Closed leandron closed 3 years ago

leandron commented 4 years ago

When using tvm.relay.transform.ConvertLayout (in the context of #6302), I'm getting some errors that are not really clear on how they are related to the convert process.

It seems ConvertLayout it is looking for shape (this check was introduced in #5284), when trying to find depthwise convolutions, but it doesn't seem to be the case that shape is there for some imported models, and might need some fixing. https://github.com/apache/incubator-tvm/blob/4b48d89c79a72f7799606e845bdb1ed938baa115/python/tvm/relay/op/nn/_nn.py#L158-L164

This is the error I see, when trying to run ConvertLayout on an ONNX model:

AttributeError: <class 'tvm.relay.expr.TupleGetItem'> has no attribute shape

To reproduce the issue, you can run the script below:

  1. Download resnet50:

    wget https://github.com/onnx/models/raw/master/vision/classification/resnet/model/resnet50-v2-7.onnx
  2. Run the ConvertLayout following the script below:

    
    import onnx
    import tvm
    from tvm import relay

boilerplate to load the ONNX model

model = onnx.load("resnet50-v2-7.onnx") name = model.graph.input[0].name proto_shape = model.graph.input[0].type.tensor_type.shape.dim shape = [d.dim_value for d in proto_shape] shape_dict = {name: shape} mod, params = relay.frontend.from_onnx(model, shape_dict)

converting layout

desired_layouts = {'nn.conv2d': ['NHWC', 'default']} seq = tvm.transform.Sequential([relay.transform.RemoveUnusedFunctions(), relay.transform.ConvertLayout(desired_layouts)])

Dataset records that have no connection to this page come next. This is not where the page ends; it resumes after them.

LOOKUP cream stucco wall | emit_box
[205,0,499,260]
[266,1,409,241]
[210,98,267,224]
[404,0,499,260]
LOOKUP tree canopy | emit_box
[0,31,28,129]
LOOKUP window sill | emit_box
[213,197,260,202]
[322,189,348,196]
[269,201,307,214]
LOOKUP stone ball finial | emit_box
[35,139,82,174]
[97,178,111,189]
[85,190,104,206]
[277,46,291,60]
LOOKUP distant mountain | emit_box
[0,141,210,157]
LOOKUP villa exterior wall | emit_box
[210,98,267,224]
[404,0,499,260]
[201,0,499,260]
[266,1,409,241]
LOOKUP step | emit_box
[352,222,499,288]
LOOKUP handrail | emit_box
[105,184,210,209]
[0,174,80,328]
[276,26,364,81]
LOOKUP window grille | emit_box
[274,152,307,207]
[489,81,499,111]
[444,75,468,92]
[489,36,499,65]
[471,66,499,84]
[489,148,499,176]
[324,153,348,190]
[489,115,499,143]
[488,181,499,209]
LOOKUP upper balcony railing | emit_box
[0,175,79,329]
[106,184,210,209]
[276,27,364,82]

with tvm.transform.PassContext(opt_level=3): mod = seq(mod)

with relay.build_config(opt_level=3): graph, lib, params = relay.build(mod, "llvm", params=params)



PS: It also happens if I get a NHWC TFlite model and try to force it into an NHWC convertion, but that is a negative test, that is why I didn't add it here.

cc @comaniac @jwfromm 
lhutton1 commented 4 years ago

I think this is happening because the shape of data is accessed by data.shape, at some point something in TVM changed meaning shape needs to be accessed by data.checked_type.shape. It looks like the convert layout tests didn't pick this up.

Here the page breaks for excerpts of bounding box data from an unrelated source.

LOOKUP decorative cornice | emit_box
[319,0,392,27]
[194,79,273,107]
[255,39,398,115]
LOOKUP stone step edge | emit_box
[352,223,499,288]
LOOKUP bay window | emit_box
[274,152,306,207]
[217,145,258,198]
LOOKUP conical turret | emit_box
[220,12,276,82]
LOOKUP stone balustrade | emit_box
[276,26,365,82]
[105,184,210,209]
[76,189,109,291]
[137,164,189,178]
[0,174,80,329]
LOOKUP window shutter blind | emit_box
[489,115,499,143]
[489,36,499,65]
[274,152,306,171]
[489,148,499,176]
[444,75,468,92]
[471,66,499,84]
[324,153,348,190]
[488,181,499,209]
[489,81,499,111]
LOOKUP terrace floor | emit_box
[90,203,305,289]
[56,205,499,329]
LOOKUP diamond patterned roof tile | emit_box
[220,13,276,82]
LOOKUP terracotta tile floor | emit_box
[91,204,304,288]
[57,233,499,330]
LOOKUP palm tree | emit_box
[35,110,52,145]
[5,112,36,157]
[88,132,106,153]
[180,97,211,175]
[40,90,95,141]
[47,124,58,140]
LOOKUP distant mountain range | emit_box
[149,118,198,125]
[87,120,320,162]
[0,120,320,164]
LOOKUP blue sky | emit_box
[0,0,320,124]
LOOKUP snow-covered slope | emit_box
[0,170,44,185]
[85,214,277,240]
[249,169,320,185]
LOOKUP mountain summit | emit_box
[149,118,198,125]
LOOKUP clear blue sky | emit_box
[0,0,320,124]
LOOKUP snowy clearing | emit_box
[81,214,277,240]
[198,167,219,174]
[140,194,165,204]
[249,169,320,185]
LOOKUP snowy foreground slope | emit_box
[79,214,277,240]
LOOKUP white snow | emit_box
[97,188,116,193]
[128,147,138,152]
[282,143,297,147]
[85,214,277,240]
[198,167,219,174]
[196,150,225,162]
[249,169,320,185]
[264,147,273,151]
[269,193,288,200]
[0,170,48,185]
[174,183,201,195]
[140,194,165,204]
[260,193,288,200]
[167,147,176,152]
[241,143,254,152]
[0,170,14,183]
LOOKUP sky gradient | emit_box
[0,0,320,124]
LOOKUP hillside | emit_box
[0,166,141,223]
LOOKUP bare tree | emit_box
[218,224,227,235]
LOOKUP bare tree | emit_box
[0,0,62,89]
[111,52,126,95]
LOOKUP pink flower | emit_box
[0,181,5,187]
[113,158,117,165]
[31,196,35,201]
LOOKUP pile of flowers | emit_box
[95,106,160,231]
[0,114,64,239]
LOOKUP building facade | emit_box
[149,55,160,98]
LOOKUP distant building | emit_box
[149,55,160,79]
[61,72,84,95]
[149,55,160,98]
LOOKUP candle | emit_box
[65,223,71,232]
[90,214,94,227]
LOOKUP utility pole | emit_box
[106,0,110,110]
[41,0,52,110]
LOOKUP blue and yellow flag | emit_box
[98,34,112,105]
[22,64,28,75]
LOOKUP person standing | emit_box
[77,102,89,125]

leandron commented 4 years ago

If we agree this is a legitimate issue, I found two places that need fixing:

https://github.com/apache/incubator-tvm/blob/4b48d89c79a72f7799606e845bdb1ed938baa115/python/tvm/relay/op/nn/_nn.py#L160

https://github.com/apache/incubator-tvm/blob/4b48d89c79a72f7799606e845bdb1ed938baa115/python/tvm/relay/qnn/op/layout_conversions.py#L65

zhiics commented 3 years ago

cc @anijain2305

anijain2305 commented 3 years ago

Thanks @leandron for raising the issue. Your fixes look good to me.

leandron commented 3 years ago

Just to mention, I checked PR #6419 and it completely fixes this issue here, so we can close it once that PR is merged.

zhiics commented 3 years ago

Thanks @leandron. This can be closed now.